The novel's many allusions are drawn from broader sources as well.

reckless funke novel

Jacob, specifically, came through the Mirror the first time in search of his missing father, John Reckless, an engineer: he may meet him in a sequel volume, but perhaps he won't. Funke's greatest subversion of her folktale sources is the doubt that any of its characters will actually find what they are looking for. (Is this my fault? This is the persistent question haunting the four main characters: Jacob, Will, Fox, and Clara, Will's medical-student girlfriend, also from our world.)įunke's novel plays its Märchen-motifs both straight (gingerbread houses and seven-league boots on the concrete level young men who sally forth to "learn what fear is" on the thematic level) and crooked.
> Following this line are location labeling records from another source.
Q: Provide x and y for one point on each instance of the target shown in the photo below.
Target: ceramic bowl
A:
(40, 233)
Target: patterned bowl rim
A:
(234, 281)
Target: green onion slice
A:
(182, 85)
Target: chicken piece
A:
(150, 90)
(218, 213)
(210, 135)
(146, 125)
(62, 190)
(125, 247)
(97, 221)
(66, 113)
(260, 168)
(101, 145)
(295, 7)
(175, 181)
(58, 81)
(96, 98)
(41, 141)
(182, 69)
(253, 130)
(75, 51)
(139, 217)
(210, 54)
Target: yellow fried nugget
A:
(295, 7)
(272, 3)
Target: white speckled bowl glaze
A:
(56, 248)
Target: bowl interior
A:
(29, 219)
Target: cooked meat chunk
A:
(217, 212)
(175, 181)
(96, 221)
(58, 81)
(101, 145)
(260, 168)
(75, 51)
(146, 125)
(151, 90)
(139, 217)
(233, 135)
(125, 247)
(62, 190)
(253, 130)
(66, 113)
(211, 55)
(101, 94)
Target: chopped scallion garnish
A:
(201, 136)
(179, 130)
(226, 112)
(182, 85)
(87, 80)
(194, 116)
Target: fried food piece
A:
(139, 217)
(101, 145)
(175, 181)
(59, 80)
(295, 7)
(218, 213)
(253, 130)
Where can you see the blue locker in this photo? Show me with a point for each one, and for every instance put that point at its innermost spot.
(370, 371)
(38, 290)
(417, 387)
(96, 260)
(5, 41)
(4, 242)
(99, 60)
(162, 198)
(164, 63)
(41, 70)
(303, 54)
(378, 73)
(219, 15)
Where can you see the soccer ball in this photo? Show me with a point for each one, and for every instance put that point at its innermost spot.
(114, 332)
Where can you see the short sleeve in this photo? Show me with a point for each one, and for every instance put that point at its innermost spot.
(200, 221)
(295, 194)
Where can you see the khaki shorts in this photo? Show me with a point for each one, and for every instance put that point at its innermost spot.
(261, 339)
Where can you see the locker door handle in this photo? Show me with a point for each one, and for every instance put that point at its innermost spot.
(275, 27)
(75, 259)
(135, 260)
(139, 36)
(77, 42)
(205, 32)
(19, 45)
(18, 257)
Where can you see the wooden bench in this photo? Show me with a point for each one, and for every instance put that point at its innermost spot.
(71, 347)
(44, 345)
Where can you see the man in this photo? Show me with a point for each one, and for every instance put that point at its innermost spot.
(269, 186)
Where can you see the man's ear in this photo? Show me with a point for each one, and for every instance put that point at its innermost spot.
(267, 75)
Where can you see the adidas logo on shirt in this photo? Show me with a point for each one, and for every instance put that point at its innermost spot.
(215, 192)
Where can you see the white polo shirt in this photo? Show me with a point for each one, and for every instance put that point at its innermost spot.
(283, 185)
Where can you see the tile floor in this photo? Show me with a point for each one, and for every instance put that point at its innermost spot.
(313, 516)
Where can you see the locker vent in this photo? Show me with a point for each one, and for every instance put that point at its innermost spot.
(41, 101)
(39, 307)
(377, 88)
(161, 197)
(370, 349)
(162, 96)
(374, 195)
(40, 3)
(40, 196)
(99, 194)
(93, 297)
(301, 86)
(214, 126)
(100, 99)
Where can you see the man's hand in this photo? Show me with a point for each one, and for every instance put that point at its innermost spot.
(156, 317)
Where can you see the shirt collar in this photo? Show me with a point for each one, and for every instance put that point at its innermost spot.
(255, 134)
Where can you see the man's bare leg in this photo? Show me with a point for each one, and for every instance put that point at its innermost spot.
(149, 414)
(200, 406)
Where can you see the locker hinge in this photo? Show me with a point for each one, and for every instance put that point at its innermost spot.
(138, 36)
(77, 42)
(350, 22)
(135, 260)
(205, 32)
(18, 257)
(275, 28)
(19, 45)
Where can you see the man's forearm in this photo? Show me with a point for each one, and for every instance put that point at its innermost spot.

Jacob has come to the perilous Mirrorworld many times and survived, but Will has made only one journey there, and it may result in something very like death for him.

reckless funke novel

(No, their first names are not a coincidence.) Both brothers were born into the world we know-twenty-first-century New York City-and have accessed the alternative-European landscape that is Fox's native land by the tradition-honored means of a magic mirror. Now, however, he is engaged in a race against time, attempting to counter a curse that has befallen his brother, Will. Prior to the events of the novel, Jacob has been employed, like the hero of "The Golden Bird," as a hunter of magical treasures for the nobility. Fox, a shape-shifting vixen-girl, yearns to upgrade her faithful-sidekick status to something warmer but is thwarted on two fronts: not only by the urgency of the quest she participates in but also by the impatience and self-centeredness of the book's questing hero, Jacob Reckless. Cornelia Funke's Reckless: Steinernes Fleisch-in which folktale tropes are subversively engaged to construct a postmodern narrative of siblings, parents, and young adult pair- bonding-features an incarnation of this animal-helper figure, perceived by many readers as the book's most sympathetic character, although she is not its titular protagonist.

reckless funke novel

The analogous assistant in Asbjørnsen and Moe's "Lord Peter" (AT 545B) is a cat this time she herself transforms into the human hero's true love at the story's end. While questing for treasures, the hero of the Grimm tale "The Golden Bird" (AT 550) enlists a fox helper, who turns out to be the enchanted brother of the princess who must be rescued.